第9話:死の記憶顕現・影王との激突
廃墟の中心、黒い霧と光が入り混じる空間。
葵の胸の奥で、死の記憶が激しく脈打つ。
痛み、孤独、恐怖――全てが、力となり、身体を駆け巡る。
影王が翼を広げ、全ての影を呼び寄せる。
──アオイ、覚悟はできているな。
全てを背負ったお前を、今、試す。
葵は拳を握り、目を逸らさず影王を見据える。
「……受け止める。
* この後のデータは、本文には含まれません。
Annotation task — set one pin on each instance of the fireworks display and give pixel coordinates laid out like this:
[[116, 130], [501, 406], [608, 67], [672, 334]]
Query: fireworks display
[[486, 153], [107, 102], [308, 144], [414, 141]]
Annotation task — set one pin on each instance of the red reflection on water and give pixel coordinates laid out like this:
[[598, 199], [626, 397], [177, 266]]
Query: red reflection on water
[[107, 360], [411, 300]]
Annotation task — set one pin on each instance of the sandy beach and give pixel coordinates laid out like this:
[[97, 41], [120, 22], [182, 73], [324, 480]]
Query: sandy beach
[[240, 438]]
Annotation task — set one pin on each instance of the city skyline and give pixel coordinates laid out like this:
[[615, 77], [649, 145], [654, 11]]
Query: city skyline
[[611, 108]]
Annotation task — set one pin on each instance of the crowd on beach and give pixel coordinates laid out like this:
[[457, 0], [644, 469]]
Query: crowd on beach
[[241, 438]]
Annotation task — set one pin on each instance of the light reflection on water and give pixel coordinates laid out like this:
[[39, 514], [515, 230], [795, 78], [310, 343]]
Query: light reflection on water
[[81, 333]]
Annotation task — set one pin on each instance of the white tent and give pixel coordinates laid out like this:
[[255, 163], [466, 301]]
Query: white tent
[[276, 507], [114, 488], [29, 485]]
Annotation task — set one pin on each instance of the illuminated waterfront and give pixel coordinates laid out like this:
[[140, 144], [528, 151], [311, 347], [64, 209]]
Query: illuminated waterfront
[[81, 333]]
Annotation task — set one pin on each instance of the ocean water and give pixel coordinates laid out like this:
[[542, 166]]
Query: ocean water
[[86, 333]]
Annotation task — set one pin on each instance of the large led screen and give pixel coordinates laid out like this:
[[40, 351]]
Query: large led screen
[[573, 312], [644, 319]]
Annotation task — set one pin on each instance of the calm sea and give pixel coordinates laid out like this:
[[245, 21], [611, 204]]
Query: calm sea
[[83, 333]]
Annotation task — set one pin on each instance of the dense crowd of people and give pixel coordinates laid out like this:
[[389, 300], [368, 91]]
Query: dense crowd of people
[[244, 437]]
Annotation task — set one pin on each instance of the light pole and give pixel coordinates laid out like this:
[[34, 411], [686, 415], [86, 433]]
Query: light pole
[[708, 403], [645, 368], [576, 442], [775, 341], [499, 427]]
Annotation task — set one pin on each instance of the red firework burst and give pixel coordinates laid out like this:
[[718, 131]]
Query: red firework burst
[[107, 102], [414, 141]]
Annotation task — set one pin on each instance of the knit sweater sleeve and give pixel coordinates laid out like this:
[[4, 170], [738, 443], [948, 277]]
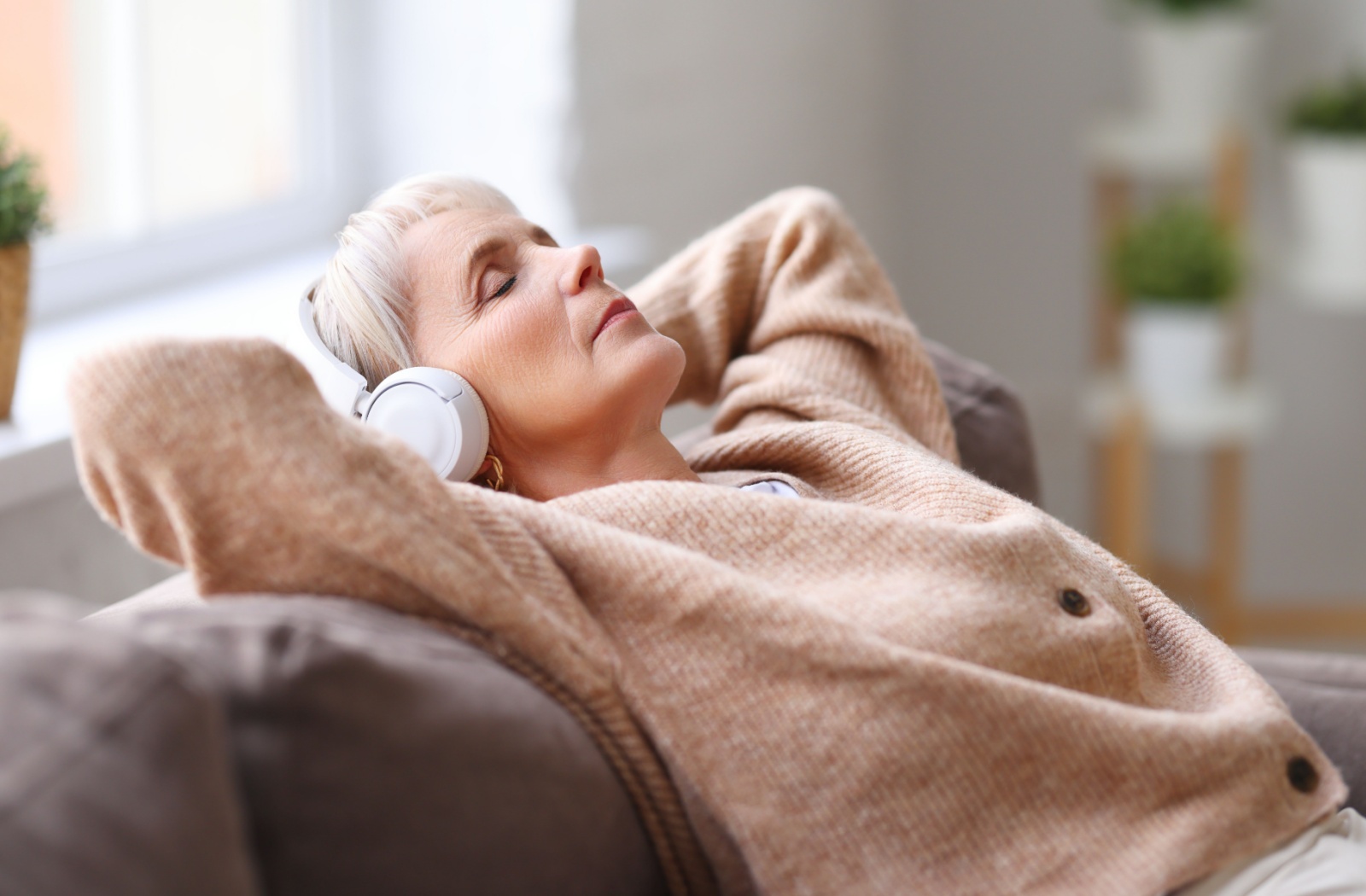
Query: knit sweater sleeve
[[785, 316], [222, 457]]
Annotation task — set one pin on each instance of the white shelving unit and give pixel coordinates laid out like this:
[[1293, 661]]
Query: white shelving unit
[[1126, 432]]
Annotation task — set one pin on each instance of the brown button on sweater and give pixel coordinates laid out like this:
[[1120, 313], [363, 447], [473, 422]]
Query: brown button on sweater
[[871, 690]]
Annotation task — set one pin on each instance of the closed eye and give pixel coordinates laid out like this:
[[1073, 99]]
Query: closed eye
[[503, 290]]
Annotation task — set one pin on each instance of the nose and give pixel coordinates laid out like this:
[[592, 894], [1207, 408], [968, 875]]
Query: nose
[[581, 265]]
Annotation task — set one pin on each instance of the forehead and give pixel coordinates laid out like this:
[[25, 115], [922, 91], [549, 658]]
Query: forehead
[[459, 238]]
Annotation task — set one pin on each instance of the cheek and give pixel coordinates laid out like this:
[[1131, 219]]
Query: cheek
[[526, 368]]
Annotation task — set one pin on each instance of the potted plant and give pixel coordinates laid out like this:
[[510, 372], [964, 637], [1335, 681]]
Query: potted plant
[[1328, 189], [1194, 61], [22, 200], [1178, 270]]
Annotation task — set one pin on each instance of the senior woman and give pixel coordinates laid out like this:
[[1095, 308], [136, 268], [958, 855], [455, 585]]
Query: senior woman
[[880, 677]]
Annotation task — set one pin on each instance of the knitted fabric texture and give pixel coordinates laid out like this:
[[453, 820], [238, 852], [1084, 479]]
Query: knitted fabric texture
[[908, 680]]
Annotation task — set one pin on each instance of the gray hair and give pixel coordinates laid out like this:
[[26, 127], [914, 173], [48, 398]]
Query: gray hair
[[359, 304]]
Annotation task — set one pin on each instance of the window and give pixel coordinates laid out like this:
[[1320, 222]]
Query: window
[[175, 136]]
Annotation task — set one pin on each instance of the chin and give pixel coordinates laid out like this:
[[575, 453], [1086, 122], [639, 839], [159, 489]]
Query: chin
[[653, 370]]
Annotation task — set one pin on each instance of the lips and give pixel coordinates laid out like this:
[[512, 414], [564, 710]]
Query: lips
[[618, 309]]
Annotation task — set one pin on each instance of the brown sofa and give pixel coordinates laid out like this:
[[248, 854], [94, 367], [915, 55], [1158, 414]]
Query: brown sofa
[[311, 745]]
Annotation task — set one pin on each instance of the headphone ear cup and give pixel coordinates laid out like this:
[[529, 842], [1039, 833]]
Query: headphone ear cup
[[468, 407], [437, 414]]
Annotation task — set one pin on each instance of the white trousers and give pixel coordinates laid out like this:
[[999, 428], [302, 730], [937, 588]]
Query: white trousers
[[1328, 859]]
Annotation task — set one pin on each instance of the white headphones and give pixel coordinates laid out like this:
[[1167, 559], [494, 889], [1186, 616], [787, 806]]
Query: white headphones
[[435, 411]]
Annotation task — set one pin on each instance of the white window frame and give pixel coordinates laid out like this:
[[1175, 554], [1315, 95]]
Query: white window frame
[[72, 273]]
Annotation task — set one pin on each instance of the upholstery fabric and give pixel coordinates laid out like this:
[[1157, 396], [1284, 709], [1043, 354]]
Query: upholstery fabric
[[377, 754], [115, 776], [989, 422]]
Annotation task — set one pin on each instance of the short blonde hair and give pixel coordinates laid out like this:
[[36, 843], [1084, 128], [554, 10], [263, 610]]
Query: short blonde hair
[[359, 304]]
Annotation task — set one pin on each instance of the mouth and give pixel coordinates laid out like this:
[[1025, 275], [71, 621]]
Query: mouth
[[618, 311]]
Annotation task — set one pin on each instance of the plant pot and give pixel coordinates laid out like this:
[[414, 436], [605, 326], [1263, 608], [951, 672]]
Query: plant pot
[[1175, 352], [1328, 200], [14, 302], [1194, 73]]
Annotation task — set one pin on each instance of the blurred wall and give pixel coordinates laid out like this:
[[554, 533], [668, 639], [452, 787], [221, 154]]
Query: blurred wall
[[953, 133]]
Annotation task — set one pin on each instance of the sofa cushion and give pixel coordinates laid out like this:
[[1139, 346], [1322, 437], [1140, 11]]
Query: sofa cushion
[[994, 437], [114, 769], [379, 754]]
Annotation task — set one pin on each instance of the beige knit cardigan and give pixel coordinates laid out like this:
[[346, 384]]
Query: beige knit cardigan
[[906, 680]]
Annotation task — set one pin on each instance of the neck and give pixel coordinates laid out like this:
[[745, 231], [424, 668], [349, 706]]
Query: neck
[[582, 465]]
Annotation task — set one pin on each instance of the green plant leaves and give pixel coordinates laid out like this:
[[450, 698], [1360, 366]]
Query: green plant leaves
[[1178, 254], [1194, 7], [1331, 109], [22, 195]]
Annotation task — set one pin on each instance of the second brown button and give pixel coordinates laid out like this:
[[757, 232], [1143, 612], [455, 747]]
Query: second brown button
[[1074, 602]]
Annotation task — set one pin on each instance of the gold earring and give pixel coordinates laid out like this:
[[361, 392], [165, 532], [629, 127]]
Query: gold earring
[[495, 475]]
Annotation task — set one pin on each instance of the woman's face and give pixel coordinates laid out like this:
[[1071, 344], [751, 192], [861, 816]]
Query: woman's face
[[559, 355]]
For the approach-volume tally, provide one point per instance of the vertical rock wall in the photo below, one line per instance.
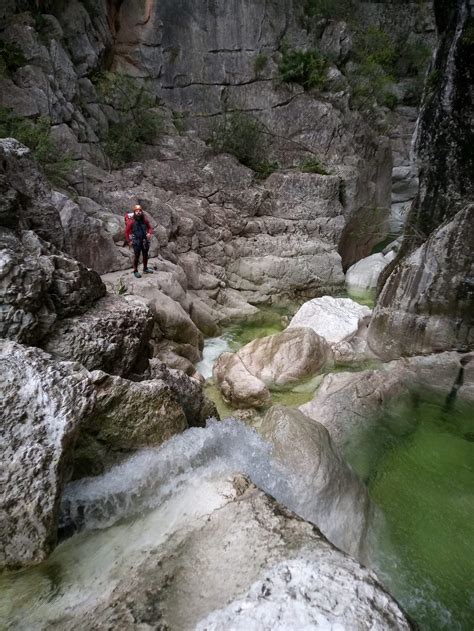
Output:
(427, 301)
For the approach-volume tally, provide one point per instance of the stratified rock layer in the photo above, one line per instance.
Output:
(43, 404)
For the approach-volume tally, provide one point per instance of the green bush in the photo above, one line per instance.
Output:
(308, 68)
(331, 9)
(35, 134)
(136, 124)
(242, 136)
(259, 63)
(11, 58)
(266, 168)
(313, 165)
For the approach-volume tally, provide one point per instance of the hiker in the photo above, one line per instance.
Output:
(138, 233)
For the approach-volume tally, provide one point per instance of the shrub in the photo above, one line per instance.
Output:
(242, 136)
(136, 124)
(331, 9)
(266, 168)
(308, 68)
(35, 134)
(313, 165)
(259, 63)
(11, 58)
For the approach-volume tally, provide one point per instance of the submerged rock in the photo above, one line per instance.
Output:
(44, 402)
(329, 493)
(270, 363)
(350, 403)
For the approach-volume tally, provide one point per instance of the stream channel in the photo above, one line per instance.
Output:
(417, 460)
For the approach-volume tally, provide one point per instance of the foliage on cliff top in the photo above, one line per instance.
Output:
(135, 124)
(307, 68)
(244, 137)
(35, 134)
(11, 58)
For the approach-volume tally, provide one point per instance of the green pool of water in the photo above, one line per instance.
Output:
(418, 463)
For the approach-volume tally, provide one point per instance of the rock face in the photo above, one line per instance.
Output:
(334, 319)
(44, 402)
(429, 288)
(39, 284)
(330, 494)
(112, 336)
(427, 304)
(126, 416)
(181, 585)
(363, 275)
(270, 363)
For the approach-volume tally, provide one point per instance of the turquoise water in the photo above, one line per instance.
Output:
(418, 464)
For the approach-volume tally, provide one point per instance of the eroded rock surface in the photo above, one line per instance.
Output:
(113, 336)
(43, 404)
(334, 319)
(270, 363)
(329, 493)
(181, 585)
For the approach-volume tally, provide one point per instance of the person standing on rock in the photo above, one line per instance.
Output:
(138, 233)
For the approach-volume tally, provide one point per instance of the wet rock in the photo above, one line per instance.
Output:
(44, 402)
(349, 404)
(363, 275)
(330, 494)
(237, 384)
(128, 415)
(40, 285)
(181, 586)
(427, 303)
(270, 363)
(334, 319)
(113, 336)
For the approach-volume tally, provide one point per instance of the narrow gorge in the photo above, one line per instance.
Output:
(268, 426)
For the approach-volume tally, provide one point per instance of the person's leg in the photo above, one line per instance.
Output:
(146, 249)
(136, 257)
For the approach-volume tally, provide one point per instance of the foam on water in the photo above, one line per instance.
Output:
(149, 477)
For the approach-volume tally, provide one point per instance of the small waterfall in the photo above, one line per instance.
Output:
(152, 476)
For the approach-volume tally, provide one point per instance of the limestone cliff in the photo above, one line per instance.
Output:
(427, 302)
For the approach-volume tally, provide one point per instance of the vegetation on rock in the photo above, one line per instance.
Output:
(308, 68)
(136, 123)
(35, 134)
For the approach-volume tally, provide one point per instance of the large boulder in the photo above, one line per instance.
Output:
(349, 404)
(166, 572)
(44, 402)
(327, 492)
(40, 285)
(113, 336)
(127, 415)
(270, 363)
(30, 205)
(334, 319)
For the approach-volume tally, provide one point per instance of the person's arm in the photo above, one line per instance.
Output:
(128, 231)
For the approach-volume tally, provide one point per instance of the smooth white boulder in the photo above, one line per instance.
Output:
(334, 319)
(328, 492)
(270, 363)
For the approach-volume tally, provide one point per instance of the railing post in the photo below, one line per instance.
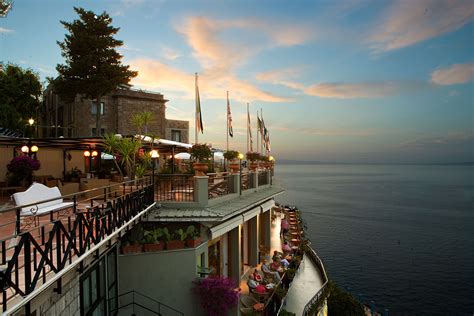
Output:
(27, 258)
(201, 190)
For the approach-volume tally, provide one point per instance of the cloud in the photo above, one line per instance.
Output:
(170, 54)
(361, 90)
(454, 138)
(4, 30)
(409, 22)
(156, 75)
(281, 77)
(455, 74)
(325, 132)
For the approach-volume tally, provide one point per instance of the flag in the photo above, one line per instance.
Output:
(229, 118)
(249, 130)
(199, 126)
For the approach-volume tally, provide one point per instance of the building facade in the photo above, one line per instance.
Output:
(78, 119)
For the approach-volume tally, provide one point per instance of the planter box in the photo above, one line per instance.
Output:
(193, 242)
(131, 249)
(175, 244)
(153, 247)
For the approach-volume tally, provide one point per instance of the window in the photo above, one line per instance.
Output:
(94, 108)
(94, 132)
(176, 135)
(98, 286)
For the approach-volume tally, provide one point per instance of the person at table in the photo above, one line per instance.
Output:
(278, 256)
(252, 283)
(285, 227)
(266, 269)
(257, 277)
(276, 266)
(287, 248)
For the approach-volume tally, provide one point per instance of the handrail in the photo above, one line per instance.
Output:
(322, 291)
(133, 292)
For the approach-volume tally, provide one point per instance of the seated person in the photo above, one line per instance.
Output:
(252, 283)
(276, 266)
(266, 269)
(278, 256)
(261, 289)
(286, 248)
(256, 276)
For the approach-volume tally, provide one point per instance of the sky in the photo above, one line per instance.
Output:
(337, 81)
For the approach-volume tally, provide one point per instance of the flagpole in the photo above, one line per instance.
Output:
(227, 129)
(261, 131)
(248, 127)
(195, 110)
(258, 117)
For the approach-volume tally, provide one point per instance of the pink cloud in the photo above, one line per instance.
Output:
(355, 90)
(455, 74)
(409, 22)
(155, 75)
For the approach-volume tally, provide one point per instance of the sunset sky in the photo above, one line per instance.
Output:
(338, 81)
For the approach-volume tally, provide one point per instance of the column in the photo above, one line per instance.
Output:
(201, 190)
(234, 255)
(254, 241)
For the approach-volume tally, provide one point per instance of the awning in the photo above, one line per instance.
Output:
(225, 227)
(267, 205)
(252, 213)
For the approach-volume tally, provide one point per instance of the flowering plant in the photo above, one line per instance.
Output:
(21, 168)
(217, 294)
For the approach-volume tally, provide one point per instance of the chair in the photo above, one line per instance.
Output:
(248, 301)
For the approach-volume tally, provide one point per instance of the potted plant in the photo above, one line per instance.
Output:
(20, 170)
(192, 236)
(177, 240)
(151, 240)
(253, 157)
(201, 154)
(231, 156)
(217, 294)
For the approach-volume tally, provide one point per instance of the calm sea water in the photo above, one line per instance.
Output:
(399, 235)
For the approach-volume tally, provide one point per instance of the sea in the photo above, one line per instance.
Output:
(399, 237)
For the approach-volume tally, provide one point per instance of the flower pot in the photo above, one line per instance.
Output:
(175, 244)
(235, 167)
(254, 165)
(131, 249)
(193, 242)
(200, 168)
(153, 247)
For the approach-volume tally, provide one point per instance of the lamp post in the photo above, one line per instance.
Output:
(29, 149)
(241, 156)
(154, 155)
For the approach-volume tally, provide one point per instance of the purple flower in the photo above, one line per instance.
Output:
(217, 294)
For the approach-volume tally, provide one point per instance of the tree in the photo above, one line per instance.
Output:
(92, 65)
(20, 90)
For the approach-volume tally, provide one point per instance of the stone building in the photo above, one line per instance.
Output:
(78, 119)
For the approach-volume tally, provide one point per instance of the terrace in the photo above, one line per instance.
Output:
(37, 251)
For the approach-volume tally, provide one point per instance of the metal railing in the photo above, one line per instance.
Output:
(323, 291)
(140, 303)
(30, 256)
(220, 185)
(174, 187)
(263, 177)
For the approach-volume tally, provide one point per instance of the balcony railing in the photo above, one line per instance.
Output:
(174, 187)
(36, 248)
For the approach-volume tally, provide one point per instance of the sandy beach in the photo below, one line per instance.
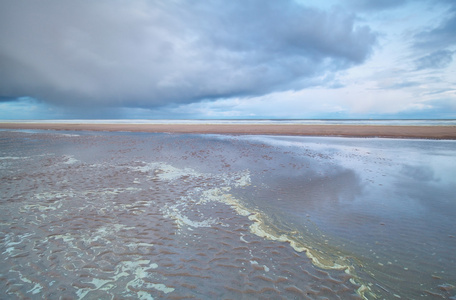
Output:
(426, 132)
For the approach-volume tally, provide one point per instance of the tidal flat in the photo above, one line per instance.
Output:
(207, 216)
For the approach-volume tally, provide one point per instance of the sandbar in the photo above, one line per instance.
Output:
(385, 131)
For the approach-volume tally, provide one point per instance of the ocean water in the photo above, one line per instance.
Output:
(97, 215)
(401, 122)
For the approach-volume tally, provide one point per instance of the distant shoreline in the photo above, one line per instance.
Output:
(385, 131)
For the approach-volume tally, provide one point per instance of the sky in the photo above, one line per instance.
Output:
(237, 59)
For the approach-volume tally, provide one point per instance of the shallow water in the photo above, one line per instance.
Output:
(133, 215)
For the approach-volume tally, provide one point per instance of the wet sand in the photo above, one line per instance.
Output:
(426, 132)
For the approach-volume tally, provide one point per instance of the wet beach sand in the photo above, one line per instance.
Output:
(426, 132)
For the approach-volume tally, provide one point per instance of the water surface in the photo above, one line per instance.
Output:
(140, 215)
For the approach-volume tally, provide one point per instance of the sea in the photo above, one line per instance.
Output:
(122, 215)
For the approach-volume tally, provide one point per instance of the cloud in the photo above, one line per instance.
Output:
(377, 5)
(440, 37)
(152, 53)
(436, 60)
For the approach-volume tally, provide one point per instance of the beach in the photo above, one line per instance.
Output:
(385, 131)
(101, 214)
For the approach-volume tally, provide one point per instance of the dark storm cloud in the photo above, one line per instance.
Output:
(151, 53)
(436, 60)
死の私も、生の私も、守りたい人も、全部!」
〈声喰い〉が一斉に襲いかかる。
黒い影が廃墟を覆い、風が轟音を立てる。
しかし葵の胸の光が、それらを押し返す。
影の少女が横で叫ぶ。
「葵! 死の記憶の力を信じて!」
弟影も手を握る。
「ぼくも……一緒に戦う!」
葵の体から光が迸る。
死の記憶が融合し、影を制御する力が形を成す。
黒い影と〈声喰い〉が押し寄せるたび、光が反撃する。
影王の黄金の瞳が驚きに光る。
──なるほど……
お前は、私の力を取り込み、制御できるのか……
葵は胸の痛みを力に変え、叫ぶ。
「絶対に逃げない!
私の手で、全てを終わらせる!」
影王の翼が振るわれ、廃墟が崩れ落ちる。
しかし、葵は踏みとどまり、光と影の渦中で影王に向かって突き進む。
──さあ、これが死の記憶の核心。
お前の力を、すべて見せよ。
葵の体から光が溢れ、〈声喰い〉の影を押し返す。
影王の翼が振るわれるたび、光と闇がぶつかり、廃墟全体が震える。
葵は影王の目を正面から捉え、拳を前に突き出す。
──これが、私の力!
死の記憶も、影王も、逃がさない!
黒い影と光が衝突し、空間が震え、廃墟の瓦礫が舞う。
影王の声が低く響く。
──面白い……お前の覚悟、力、全てが……私の予想を超えた。
葵は胸の痛みを振り切り、光をさらに強める。
──私は、逃げない!
死の記憶の真実も、影王の正体も、全て受け止める!
廃墟の空間で、光と影が渦を巻く中、葵と影王の直接対決が始まった。
死の記憶の核心が、今、完全に顕現する。